Limitations and Criticisms

While controlling the family wise error rate is essential for maintaining statistical rigor, methods designed to do so, such as the Bonferroni correction, are not without their limitations. A primary criticism is that these methods can be overly conservative, especially when the number of tests (m) is large or when the tests are positively correlated.⁴

This conservatism increases the likelihood of a Type I error, meaning they reduce the statistical power of individual tests. In practical terms, an overly conservative correction might cause researchers to miss genuinely significant findings (false negatives), leading to a failure to identify real effects or relationships. For instance, in drug discovery or financial innovation, missing a true effect due to stringent FWER control could delay beneficial advancements.

Critics argue that strict FWER control might be too rigid in exploratory analyses where the goal is to identify potential leads for further investigation rather than confirm definitive findings.³ In such cases, alternative approaches, like controlling the False Discovery Rate, might be more appropriate as they offer a better balance between Type I and Type II errors.²

Family Wise Error Rate vs. False Discovery Rate

The family wise error rate (FWER) and the False Discovery Rate (FDR) are both measures used to address the challenge of multiple comparisons in statistical analysis, but they differ in what they aim to control.

Feature	Family Wise Error Rate (FWER)	False Discovery Rate (FDR)
Definition	Probability of making at least one Type I error (false positive) in a family of tests.	Expected proportion of false positives among all rejected null hypotheses.
Control Goal	Minimize the chance of making any false discoveries.	Control the proportion of false discoveries among all positive findings.
Conservatism	More conservative; lowers individual test significance levels more aggressively.	Less conservative; offers more statistical power.
Primary Use Case	When making a single false positive is highly undesirable (e.g., clinical trials for new drugs, legal proceedings).	In exploratory research with many tests where some false positives are acceptable for the sake of finding true positives (e.g., genomic studies, large-scale financial data mining).

The key difference lies in their focus: FWER aims to prevent any false positives, making it a very strict control. In contrast, FDR allows for a certain proportion of false positives among the discoveries, which can be more suitable for large-scale analyses where identifying as many true effects as possible is prioritized, even at the cost of some incorrect findings.¹

FAQs

Why is Family Wise Error Rate important in finance?

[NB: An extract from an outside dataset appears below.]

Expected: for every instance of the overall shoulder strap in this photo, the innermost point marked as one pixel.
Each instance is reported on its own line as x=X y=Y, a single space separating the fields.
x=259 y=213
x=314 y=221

The family wise error rate is important in finance because analysts often conduct numerous statistical tests simultaneously, such as when backtesting trading strategies, evaluating various investment factors, or identifying anomalies in financial data. Without controlling the FWER, there's a significantly higher chance of finding spurious correlations or seemingly profitable strategies that are merely due to random chance, leading to poor investment decisions or misguided financial modeling.

How can the Family Wise Error Rate be controlled?

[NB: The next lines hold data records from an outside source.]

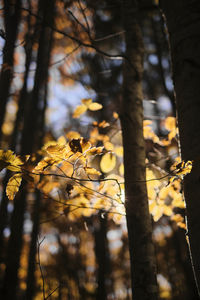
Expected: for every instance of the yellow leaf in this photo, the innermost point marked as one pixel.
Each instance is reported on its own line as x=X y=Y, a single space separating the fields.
x=121 y=169
x=119 y=151
x=10 y=161
x=13 y=186
x=170 y=123
x=61 y=140
x=80 y=109
x=108 y=146
x=55 y=149
x=115 y=115
x=85 y=145
x=73 y=135
x=86 y=102
x=92 y=171
x=95 y=106
x=95 y=150
x=108 y=162
x=147 y=122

The family wise error rate can be controlled using various methods, with the Bonferroni correction being one of the most common. This method adjusts the alpha level for each individual test by dividing the desired overall alpha by the total number of tests. Other, less conservative methods include Holm's method, Šidák correction, and Tukey's Honestly Significant Difference (HSD) test. The choice of method depends on the specific characteristics of the data and the research question.

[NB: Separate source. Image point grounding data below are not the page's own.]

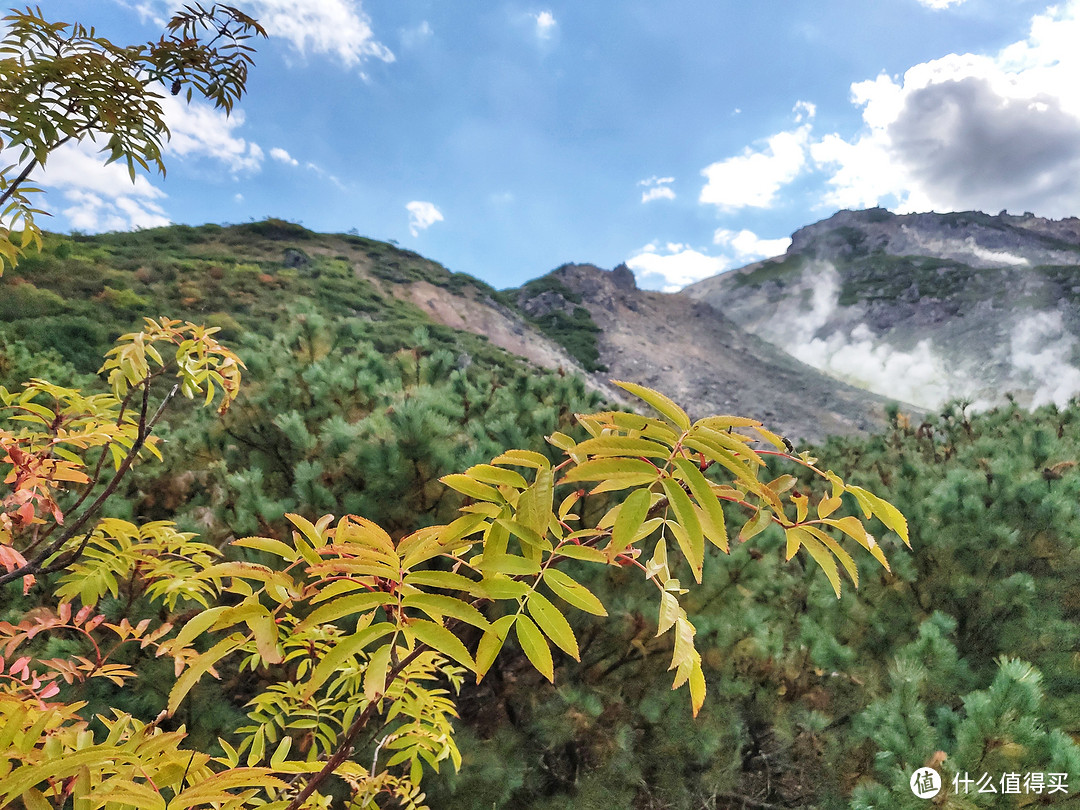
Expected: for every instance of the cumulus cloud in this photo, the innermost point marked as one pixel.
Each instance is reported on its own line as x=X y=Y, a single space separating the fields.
x=98 y=197
x=970 y=131
x=755 y=177
x=748 y=245
x=545 y=24
x=852 y=353
x=657 y=188
x=673 y=266
x=283 y=157
x=804 y=111
x=337 y=28
x=200 y=131
x=421 y=216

What happens if the Family Wise Error Rate is not controlled?

If the family wise error rate is not controlled, the probability of making at least one Type I error (a false positive) increases substantially with the number of tests performed. This can lead to misleading conclusions, such as identifying non-existent patterns in market data, implementing ineffective trading strategies based on random noise, or misallocating resources due to false positive signals. This issue is often referred to as the multiple comparisons problem or the "look-elsewhere effect."